Bilancio 2018: la Commissione propone un bilancio concentrato su occupazione, investimenti, giovani e sfide geopolitiche

La Commissione europea ha recentemente proposto il progetto di bilancio dell’Unione Europea per il 2018, che prevede impegni per un valore di oltre 160 miliardi di Euro al fine di incentivare la creazione di nuovi posti di lavoro, soprattutto per i giovani, e favorire la crescita e gli investimenti strategici. Il bilancio, che si pone in continuità con i precedenti e che affronterà altresì le sfide poste dalle migrazioni interne ed esterne all’Unione, opera nei limiti fissati dal Parlamento europeo e dagli Stati membri, i quali discuteranno ora sulla proposta proveniente dalla Commissione, nel Quadro finanziario pluriennale.

Il progetto di bilancio comprende due importi per ciascun programma da finanziare: gli impegni (che rappresentano 161 miliardi di Euro, in crescita dell’1,4% rispetto al 2017) e i pagamenti (che ammontano a 145 miliardi di Euro, in aumento dell’8,1%).

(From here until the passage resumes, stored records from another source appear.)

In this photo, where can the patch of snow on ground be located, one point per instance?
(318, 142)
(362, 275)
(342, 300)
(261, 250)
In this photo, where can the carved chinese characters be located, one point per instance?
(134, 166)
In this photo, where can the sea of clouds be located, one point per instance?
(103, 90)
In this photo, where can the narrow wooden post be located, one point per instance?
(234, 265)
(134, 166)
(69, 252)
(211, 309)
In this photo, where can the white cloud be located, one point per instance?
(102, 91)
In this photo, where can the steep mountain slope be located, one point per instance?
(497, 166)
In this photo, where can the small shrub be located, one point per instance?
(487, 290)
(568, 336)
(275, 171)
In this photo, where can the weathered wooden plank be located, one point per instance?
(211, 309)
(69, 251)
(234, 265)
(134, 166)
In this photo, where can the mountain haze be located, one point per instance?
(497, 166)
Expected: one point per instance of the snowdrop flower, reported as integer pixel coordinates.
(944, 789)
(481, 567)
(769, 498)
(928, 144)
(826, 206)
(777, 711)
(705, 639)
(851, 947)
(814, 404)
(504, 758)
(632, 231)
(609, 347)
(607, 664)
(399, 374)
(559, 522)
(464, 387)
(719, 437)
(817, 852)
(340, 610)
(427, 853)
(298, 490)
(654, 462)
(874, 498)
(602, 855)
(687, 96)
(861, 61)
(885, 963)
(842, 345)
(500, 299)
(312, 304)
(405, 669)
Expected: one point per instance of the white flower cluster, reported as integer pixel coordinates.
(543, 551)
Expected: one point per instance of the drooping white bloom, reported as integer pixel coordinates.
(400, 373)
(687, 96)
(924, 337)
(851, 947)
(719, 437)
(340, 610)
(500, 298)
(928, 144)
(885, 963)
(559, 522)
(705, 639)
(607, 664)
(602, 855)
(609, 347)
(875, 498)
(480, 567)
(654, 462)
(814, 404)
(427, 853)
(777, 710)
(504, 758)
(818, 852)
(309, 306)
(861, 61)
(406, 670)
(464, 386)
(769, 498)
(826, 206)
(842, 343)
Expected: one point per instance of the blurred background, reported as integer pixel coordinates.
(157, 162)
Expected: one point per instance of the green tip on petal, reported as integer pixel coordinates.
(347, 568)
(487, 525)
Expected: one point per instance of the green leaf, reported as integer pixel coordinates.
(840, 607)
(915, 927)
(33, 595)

Günther Hermann Oettinger, commissario per il Bilancio e le risorse umane, ha affermato che «con questo bilancio vogliamo raggiungere il giusto punto d’equilibrio tra la necessità di onorare gli impegni che abbiamo assunto in passato riguardo a importanti programmi dell’Unione Europea e quella di affrontare le nuove sfide che si presentano […]. La volontà di dimostrare risultati tangibili e di fare la differenza nella vita quotidiana dei cittadini europei continua a essere il motore di tutte le iniziative dell’Unione Europea».

Creazione di posti di lavoro, investimenti e fondi strutturali

Per quanto riguarda la creazione di nuovi posti di lavoro, il Fondo europeo per gli investimenti strategici si pone come obiettivo quello di sostenere l’occupazione e incentivare la crescita utilizzando in modo migliore le risorse finanziarie esistenti e nuove per sfruttare gli investimenti privati. Si calcola che a oggi abbia mobilitato investimenti per 194 miliardi di Euro, cifra che verrà incrementata di ulteriori due miliardi nel 2018.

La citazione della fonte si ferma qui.